Marvin Gaye's isolated vocals for 'What's Going On?' are incredible
15 July 2021, 12:00
This clip of Marvin Gaye singing 'What's Going On?' without a backing track is spine tingling.
As one of the main stars behind the creation of the Motown sound of the 1960s, he certainly earned his nickname as the Prince of Soul.
And now an unearthed video has revealed the true extent of his talent, as he can be heard singing a cappella to his hit ‘What's Going On’.
Without the backing track, Gaye’s stunning voice can be heard in all its glory.
The song was originally co-written by Renaldo 'Obie' Benson, Al Cleveland and Marvin Gaye, and was the title track of his album What's Going On?
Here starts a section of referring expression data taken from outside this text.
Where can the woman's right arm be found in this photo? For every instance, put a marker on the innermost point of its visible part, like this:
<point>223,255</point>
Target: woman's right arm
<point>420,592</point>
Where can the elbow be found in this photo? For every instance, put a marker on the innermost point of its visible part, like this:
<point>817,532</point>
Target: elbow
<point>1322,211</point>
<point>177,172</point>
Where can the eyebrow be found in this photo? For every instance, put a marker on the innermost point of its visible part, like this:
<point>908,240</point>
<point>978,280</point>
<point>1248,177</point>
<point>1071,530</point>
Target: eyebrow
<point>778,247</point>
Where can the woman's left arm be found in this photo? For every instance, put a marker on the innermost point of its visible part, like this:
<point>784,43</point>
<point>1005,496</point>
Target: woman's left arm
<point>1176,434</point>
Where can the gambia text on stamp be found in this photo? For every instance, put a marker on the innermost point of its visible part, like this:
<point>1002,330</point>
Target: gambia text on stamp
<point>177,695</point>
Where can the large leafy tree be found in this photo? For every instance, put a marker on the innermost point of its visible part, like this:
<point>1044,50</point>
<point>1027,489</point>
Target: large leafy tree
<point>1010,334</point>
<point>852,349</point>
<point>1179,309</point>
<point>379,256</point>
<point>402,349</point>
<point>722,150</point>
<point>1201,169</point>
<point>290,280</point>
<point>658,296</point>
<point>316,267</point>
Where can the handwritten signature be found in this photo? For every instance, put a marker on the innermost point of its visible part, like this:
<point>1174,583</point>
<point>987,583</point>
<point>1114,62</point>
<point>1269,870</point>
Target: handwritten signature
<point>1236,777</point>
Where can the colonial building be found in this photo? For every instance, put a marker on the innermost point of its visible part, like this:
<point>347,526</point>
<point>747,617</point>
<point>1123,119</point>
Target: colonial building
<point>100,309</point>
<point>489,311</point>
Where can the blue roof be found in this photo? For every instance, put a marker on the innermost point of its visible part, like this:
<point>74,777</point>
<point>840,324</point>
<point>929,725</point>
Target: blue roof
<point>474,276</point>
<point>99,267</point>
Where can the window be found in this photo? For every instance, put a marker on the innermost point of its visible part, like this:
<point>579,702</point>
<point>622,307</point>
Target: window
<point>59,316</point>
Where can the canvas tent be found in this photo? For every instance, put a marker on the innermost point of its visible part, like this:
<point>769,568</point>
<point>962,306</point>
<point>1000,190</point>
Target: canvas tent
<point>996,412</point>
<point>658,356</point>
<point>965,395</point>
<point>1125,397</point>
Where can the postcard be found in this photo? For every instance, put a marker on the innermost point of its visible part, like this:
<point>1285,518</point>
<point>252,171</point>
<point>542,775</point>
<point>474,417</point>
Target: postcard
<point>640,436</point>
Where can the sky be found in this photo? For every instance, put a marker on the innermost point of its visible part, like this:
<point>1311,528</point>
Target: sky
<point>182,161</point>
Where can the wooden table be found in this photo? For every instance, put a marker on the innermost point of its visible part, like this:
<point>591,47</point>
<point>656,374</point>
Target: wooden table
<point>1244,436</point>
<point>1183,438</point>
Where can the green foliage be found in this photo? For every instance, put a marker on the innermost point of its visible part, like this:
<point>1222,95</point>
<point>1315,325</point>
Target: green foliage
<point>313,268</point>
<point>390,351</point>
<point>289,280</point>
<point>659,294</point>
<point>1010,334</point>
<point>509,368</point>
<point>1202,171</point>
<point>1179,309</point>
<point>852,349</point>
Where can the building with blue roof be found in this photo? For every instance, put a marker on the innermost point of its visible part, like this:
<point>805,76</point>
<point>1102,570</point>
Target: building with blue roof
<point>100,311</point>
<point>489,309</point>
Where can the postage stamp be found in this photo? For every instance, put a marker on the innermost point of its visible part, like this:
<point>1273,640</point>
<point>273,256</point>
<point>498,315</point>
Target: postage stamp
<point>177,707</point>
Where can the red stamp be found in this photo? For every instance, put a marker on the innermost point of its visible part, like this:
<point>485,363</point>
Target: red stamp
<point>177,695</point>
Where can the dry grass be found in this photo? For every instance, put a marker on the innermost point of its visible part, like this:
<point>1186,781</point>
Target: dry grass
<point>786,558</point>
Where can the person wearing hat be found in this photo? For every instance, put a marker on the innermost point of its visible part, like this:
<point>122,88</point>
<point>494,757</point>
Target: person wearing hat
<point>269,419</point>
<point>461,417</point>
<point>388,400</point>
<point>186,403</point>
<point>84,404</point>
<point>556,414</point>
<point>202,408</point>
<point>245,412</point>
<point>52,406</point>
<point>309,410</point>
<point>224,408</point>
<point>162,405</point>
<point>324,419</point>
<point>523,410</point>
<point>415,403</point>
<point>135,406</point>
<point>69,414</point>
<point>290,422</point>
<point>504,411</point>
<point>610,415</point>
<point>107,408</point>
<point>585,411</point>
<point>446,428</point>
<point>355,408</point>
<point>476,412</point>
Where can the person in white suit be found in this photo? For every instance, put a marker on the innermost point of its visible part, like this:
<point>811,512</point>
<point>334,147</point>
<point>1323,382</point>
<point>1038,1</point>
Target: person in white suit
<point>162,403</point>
Back in 1971.
The inspiration behind the track actually came to Four Tops member Obie Benson when he was in San Francisco in 1969.
During an anti-war protest, now known as 'Bloody Thursday', Benson witnessed extreme violence and police brutality.
Benson originally pitched the song to the Four Tops, but they weren’t interested, and then played it to Joan Baez who also passed.
But when he brought it to Gaye, he loved it and said it would be perfect for the Motown vocal quartet he was producing.
But Benson wanted Marvin to sing it himself, previously revealing: “I finally put it to him like this: ‘I’ll give you a percentage of the tune if you sing it, but if you do it on anybody else you can’t have none of it.’”
Benson later said Gaye "added some things that were more ghetto, more natural, which made it seem like a story than a song…"
“We measured him for the suit and he tailored the hell out of it."
Despite being one of Gaye’s biggest hits, record executive Berry Gordy hated it.
He originally turned down Gaye's request to release it, saying it was "the worst thing I ever heard in my life".
Not backing down, Gaye then refused to record anything else unless the song was released and ended up doing it without Gordy’s knowledge.
It ended up selling over two million copies and stayed at number one for five weeks on the Billboard R&B charts.
Gordy later explained: "My reason for pushing back on Marvin wasn't to stop the single, just to determine whether or not this was another one of his wild ideas.
"Motown was about music for all people—white and black, blue and green, cops and the robbers. I was reluctant to have our music alienate anyone. This was a big risk for his image.”